This question relates to the construction described in this paper (the general case starts on page 8). I apologize for the third-party link, but I figured this is neater than copying everything here.
The author claims (page 9, second to last paragraph) that any continuous map $\beta X_0\to [0,1]$ is of the form $\hat{f}_0$ for some continuos function $f:X\to [0,1]$. I can't see why this is so, or more specifically, why the continuity of $f$ follows. It is clear that any continuous map $\beta X_0\to [0,1]$ induces a map $X_0\to [0,1]$ by precomposing with $\iota$, which in turn gives a map $X\to [0,1]$ by pre-composing with $\iota_0^{-1}$, but I fail to see why this last map must be continuous.
Alternatively, any continuous function $\beta X_0\to [0,1]$ induces a map $\beta X\to [0,1]$ by precomposing with the projection to the quotient $\pi$, which then gives a map $X_0\to [0,1]$ but the universal property of $\beta X_0$ gives continuity with respect to $X_0$, which is trivial since the space is discrete.
He just states this follows "by the comments preceding Theorem 2.1", by said comments refer to the universal property of the Stone-Čech compactification, which is what we're trying to prove.
Yeah, that argument is total nonsense. It makes no use of the definition of the equivalence relation $\sim$, so if it worked it would also work taking $\sim$ to be just equality, in which case $\beta X$ would be the same as $\beta X_0$ and if $\bar{\iota}$ were continuous that would mean $X$ is discrete.

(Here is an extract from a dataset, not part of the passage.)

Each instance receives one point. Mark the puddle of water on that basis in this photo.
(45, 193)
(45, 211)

Here's a different argument you could use. Suppose $F$ is an ultrafilter on $X$ converging to a point $x\in X$; to check continuity of $\bar{\iota}$, it suffices to check that $\bar{\iota}_*F$ converges to $\bar{\iota}(x)$. Considering $F$ as an ultrafilter on $X_0$, note that $\iota_*F$ converges to $F$, considering $F$ as a point of $\beta X_0$. Since $\pi$ is continuous, it follows that $\bar{\iota}_*F=\pi_*\iota_*F$ converges to $\pi(F)$, so we just need to show that $\pi(F)=\bar{\iota}(x)$. Since $\iota(x)$ is the principal ultrafilter $F_x$ at $x$, we just need to show that $F_x\sim F$. But both $F$ and $F_x$ converge to $x$ in $X$, so if $Y$ is compact Hausdorff and $f:X\to Y$ is continuous then $\hat{f}_0(F_x)=\hat{f}_0(F)=f(x)$. Thus $F_x\sim F$.